Wednesday, June 19, 2019

Antiregular families

Set systems can be classified by their degree multisets. Regular families are the set systems in which the degree of each union member is equal, antiregular families by contrast are the set systems for which the degree of every union member is different. Progression families like {{0} {0 1} {0 1 2} {0 1 2 3}} are antiregular because the degree of each union member is different from the others. Kuratowski pairs, rather they are equal like {{0}} or distinct like {{0} {0 1}} are also antiregular.



Antiregular families characterize the total orderings on a set (all preorders and graphs can be described as set systems), but not the total preorderings because preorders can have elements that are equal and indistinguishable. The total ordering on the set can be recovered from the multiset alone by the ordering of the multiplicities of the multiset, which is the basis of the multiset theoretic definition of the ordered pair. The corresponding progression family then be recovered from the multiset by the total ordering, which means antiregular families a special case of family that can be recovered directly from their multisets.
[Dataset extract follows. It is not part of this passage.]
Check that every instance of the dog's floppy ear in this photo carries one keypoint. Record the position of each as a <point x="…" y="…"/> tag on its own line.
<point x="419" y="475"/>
The same properties don't occur for sets of multisets, as sets of multisets can take a variety of forms besides progressions for example like {{0}, {1,1}}. Progressions of multisets which can be used to characterize sequences in pure multiset theory aren't always antiregular like with {{0},{0,1},{0,1,1}} which is equal to (0 1 1). This is actually a regular progression of multisets rather then an antiregular one which shows that this property of recoverability from the multiset does not apply sets of multisets like it does to sets of sets.